Sibling to lecodeur (the coder), daria (awareness), and steward (alignment).

Install

uv tool install lepenseur

Usage

lepenseur whoami            # identity probe (reads culture.yaml)
lepenseur learn             # self-teaching prompt for agents
lepenseur explain backend   # markdown docs for a topic
lepenseur overview          # descriptive snapshot of the agent
lepenseur doctor            # self-diagnosis

Every command supports --json. Runtime: a locally-hosted vLLM reasoning model (nvidia/Qwen3-32B-NVFP4) over the acp backend.
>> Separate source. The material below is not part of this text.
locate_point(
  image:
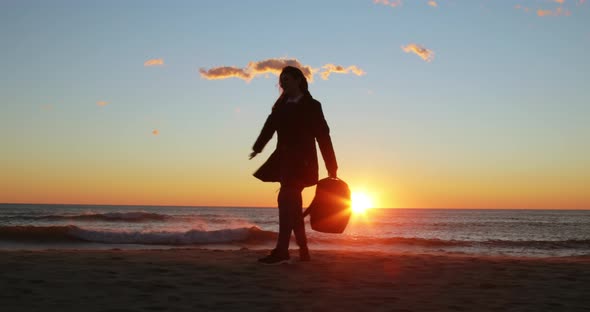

Running the model locally (vLLM)

docker-compose.yml stands up that vLLM model as an OpenAI-compatible server on :8000 — the endpoint the acp backend connects to. Tuned for DGX Spark (GB10 Grace Blackwell, 128 GB unified memory) per build.nvidia.com/spark/vllm.

Prerequisites: the NVIDIA Container Toolkit, and docker login nvcr.io with an NGC API key to pull the nvcr.io/nvidia/vllm image.

cp .env.example .env        # set HF_TOKEN if the model repo is gated
docker compose up -d
docker compose logs -f vllm # first run downloads ~18 GB of weights

Verify it is up:

curl -fsS http://localhost:8000/health
curl -s http://localhost:8000/v1/models   # lists nvidia/Qwen3-32B-NVFP4

Tunables live in .env (VLLM_MODEL, VLLM_GPU_MEM_UTIL, VLLM_MAX_MODEL_LEN, HF_CACHE, …). VLLM_SERVED_NAME must match the part after vllm-local/ in culture.yaml. The .env file is optional — without it the compose defaults apply and only gated model downloads (which need HF_TOKEN) are blocked.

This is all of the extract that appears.